211 receiver. The last two days whenever I try to go to ESPN 2 HD I have sound and no picture. ESPN 2 SD, no problem. Wait minutes, sound, no picture. Unplug the receiver, plug back in and after reboot, picture and sound.Leave the channel, try to go back and sound, no picture. Receiving via 61.5. No problem with any other channels, including from 61.5. Any ideas? Thanks.


----------



## dennispap (Feb 1, 2007)

John W said:


> 211 receiver. The last two days whenever I try to go to ESPN 2 HD I have sound and no picture. ESPN 2 SD, no problem. Wait minutes, sound, no picture. Unplug the receiver, plug back in and after reboot, picture and sound.Leave the channel, try to go back and sound, no picture. Receiving via 61.5. No problem with any other channels, including from 61.5. Any ideas? Thanks.

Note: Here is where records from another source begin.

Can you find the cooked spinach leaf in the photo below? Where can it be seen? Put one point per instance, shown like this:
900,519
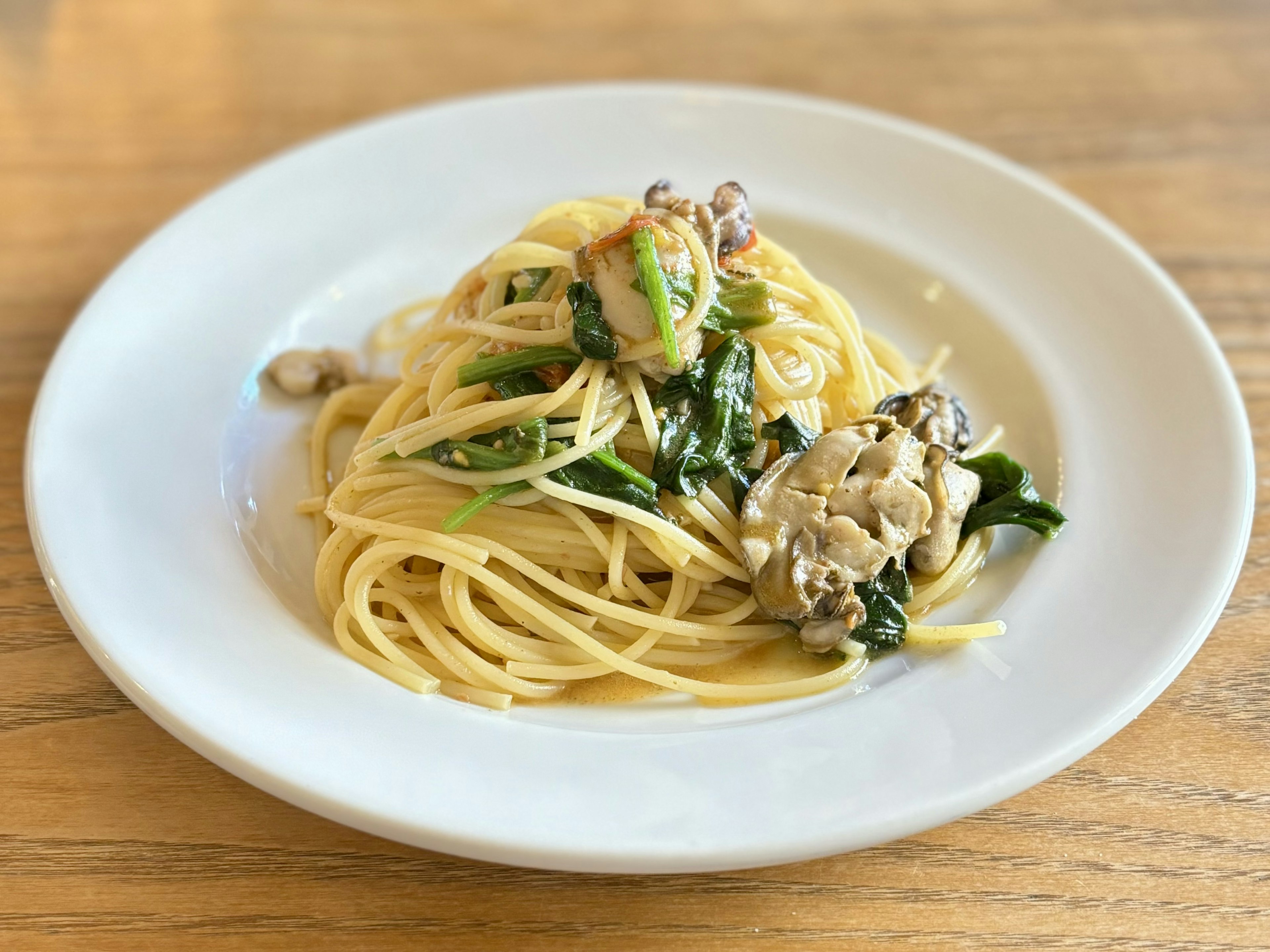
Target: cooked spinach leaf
793,436
512,362
591,332
884,597
1008,496
742,480
741,304
708,428
538,277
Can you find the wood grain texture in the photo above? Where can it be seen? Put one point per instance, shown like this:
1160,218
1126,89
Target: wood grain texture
115,113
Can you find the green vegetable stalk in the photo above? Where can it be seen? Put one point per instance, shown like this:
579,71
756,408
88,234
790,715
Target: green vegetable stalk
741,304
472,507
599,475
591,332
1008,496
652,281
501,450
519,385
708,429
618,465
506,365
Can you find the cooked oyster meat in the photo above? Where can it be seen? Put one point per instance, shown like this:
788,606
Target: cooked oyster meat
304,373
934,414
613,276
724,225
820,521
952,492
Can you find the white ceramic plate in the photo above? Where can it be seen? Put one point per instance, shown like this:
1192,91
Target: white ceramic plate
160,482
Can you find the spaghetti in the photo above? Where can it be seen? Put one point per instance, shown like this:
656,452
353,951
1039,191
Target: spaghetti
545,583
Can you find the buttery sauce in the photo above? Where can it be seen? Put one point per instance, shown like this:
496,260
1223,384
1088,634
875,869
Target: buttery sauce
778,660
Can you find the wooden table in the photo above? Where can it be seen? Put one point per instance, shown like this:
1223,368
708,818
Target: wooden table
115,113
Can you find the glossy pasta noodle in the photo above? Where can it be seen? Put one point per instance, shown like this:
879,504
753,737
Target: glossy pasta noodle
552,584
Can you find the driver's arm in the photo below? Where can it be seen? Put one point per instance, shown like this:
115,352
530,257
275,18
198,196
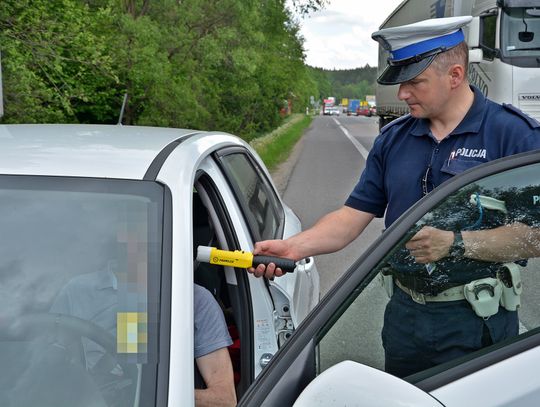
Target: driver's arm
217,372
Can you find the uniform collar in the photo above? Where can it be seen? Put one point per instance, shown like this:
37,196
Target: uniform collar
471,123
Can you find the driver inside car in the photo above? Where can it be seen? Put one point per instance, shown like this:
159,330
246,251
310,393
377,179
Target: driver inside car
94,297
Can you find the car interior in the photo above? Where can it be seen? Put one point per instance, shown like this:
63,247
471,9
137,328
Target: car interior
229,291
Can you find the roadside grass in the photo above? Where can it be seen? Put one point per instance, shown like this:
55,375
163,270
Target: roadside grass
275,147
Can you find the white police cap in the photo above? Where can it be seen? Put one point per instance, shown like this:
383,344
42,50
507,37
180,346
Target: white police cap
413,47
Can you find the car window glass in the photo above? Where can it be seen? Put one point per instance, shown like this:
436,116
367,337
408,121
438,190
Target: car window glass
80,265
255,196
509,200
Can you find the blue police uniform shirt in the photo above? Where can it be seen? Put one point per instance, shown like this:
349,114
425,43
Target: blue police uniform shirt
405,149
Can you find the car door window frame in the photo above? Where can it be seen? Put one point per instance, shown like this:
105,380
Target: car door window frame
273,200
241,295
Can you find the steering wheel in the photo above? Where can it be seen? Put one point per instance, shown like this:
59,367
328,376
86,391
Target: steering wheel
30,326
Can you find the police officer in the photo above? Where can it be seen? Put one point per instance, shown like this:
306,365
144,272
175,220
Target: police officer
451,127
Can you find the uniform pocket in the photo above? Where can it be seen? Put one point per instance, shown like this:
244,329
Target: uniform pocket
457,166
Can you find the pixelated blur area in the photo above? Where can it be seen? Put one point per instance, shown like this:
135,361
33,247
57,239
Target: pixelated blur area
132,333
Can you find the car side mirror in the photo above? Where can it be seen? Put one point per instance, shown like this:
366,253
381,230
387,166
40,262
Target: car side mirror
350,383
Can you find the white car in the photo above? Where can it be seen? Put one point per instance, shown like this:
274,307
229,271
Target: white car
76,199
336,357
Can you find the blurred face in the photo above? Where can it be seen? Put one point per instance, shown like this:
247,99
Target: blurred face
427,95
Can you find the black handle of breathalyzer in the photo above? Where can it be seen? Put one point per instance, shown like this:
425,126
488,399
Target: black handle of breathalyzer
287,265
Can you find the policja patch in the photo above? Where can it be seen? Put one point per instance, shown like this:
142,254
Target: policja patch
413,47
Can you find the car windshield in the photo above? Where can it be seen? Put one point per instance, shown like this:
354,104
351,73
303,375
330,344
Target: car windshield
520,33
80,270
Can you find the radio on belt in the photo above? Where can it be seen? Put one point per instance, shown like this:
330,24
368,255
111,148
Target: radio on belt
241,259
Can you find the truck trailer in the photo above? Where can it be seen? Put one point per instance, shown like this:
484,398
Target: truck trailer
504,50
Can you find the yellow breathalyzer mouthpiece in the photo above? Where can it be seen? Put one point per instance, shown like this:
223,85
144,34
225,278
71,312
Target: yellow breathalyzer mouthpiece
241,259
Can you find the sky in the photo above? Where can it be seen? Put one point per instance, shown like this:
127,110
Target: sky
339,36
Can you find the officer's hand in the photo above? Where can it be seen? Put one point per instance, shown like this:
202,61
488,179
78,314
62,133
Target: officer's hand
430,244
278,248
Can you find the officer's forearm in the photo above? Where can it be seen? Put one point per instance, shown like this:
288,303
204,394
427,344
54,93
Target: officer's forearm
332,232
506,243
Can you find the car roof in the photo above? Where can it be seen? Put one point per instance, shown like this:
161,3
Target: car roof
111,151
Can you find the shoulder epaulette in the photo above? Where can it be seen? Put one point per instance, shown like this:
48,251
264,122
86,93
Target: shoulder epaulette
533,123
396,121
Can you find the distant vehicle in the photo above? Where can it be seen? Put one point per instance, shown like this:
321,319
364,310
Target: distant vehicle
504,49
353,105
364,109
334,111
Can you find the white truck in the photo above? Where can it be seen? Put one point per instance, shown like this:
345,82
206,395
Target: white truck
504,50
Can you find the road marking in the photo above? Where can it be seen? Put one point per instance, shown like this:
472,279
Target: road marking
363,152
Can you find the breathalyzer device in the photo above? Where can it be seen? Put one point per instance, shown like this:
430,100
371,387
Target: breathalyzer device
241,259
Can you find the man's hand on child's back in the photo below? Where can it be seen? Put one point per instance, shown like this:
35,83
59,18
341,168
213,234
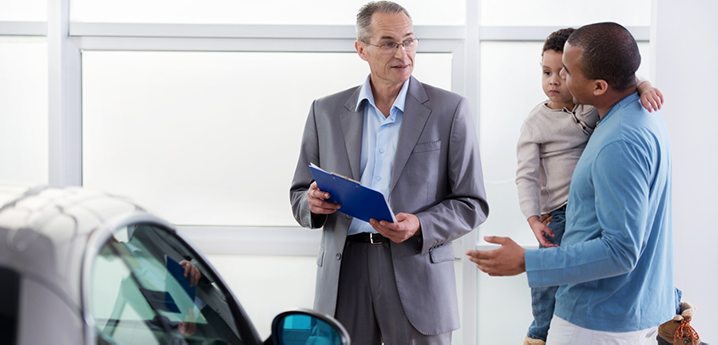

Read on here that the new update(523) is messing that up for some 211's. 
Did you get the new update?


----------



## John W (Dec 20, 2005)

dennispap said:


> Read on here that the new update(523) is messing that up for some 211's.
> Did you get the new update?


Yep, looks like I did. Where else is this being discussed here? Thanks.


----------